The most obvious area is financial and is regularly discussed, but the area almost as crucial and often ignored, is mental.
Something supported by a recent REST Super Fund survey, revealing only 29% of boomers felt they were psychologically prepared for retirement.
Often because retirement isn’t as short it used to be; today, on average, a sixty year old has a life expectancy into their mid-to-late eighties.
Removing work from daily life could make those two or more decades decidedly empty without some sort of purpose or goals.
It’s no surprise that boredom is ranked in the top five concerns baby boomers have with their impending retirement – even some who’ve eagerly awaited their endless leisure time have found it too much of a good thing.
Given that work can provide structure, purpose and a social outlet, an exit from the workforce should really be given the attention as the life changing event it is.
So looking to replace that structure, purpose and social aspect of work should be a prime consideration when planning, but that planning has to happen.

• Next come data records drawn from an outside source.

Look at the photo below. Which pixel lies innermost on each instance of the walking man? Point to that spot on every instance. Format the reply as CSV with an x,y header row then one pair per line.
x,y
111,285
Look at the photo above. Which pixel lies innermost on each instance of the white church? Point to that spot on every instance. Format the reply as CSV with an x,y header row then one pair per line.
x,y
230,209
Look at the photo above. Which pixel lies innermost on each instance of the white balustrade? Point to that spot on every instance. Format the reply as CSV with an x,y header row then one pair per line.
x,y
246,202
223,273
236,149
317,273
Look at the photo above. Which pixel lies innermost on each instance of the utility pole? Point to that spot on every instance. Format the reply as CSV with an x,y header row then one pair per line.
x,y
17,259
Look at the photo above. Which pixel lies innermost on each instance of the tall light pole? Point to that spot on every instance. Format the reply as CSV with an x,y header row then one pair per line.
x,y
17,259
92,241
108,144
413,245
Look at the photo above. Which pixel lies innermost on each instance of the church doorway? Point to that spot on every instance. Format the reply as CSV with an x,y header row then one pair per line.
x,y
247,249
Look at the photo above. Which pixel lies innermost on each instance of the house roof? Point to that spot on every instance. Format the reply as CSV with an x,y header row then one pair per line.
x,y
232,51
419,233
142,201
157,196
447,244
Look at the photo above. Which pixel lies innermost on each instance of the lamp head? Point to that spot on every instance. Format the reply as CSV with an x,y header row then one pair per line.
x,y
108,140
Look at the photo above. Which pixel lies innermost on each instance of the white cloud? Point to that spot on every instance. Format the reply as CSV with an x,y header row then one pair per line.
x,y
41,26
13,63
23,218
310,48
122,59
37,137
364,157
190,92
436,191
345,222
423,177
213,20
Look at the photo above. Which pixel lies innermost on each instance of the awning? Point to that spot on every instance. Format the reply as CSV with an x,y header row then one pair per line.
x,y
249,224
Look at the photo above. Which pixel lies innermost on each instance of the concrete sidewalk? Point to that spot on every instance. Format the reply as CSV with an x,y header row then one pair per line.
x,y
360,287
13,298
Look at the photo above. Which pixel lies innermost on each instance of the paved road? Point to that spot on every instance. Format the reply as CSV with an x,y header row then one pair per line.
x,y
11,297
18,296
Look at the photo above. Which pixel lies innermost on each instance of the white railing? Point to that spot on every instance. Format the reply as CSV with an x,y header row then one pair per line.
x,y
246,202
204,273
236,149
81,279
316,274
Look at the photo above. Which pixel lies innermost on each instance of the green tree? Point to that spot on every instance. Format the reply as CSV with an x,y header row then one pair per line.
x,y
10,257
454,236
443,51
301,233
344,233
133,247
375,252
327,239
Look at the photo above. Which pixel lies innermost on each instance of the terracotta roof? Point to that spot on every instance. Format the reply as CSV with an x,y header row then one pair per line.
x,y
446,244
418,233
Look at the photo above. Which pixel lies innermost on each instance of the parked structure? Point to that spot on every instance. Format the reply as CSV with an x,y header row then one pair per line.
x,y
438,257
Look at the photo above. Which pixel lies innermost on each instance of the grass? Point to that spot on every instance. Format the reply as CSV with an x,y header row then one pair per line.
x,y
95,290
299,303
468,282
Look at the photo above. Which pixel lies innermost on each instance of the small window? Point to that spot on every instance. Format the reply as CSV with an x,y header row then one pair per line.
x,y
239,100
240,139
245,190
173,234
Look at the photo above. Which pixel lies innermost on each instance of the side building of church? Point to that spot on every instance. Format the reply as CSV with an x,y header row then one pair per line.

Even in the boomer age group there’s still considerable apathy towards planning for retirement, with 19% of boomers saying their source of financial advice was the media and 12% saying it was their family.
And strangely, when asked about superannuation, nearly a quarter suggested “I’m just closing my eyes and hoping for the best.”
Now Kochie and your brother-in-law might be entertaining, but they’re not going to give you a realistic assessment of where you are, how to plan and what type of retirement to expect.
Those approaching retirement without their eyes open may be in for some hard lessons.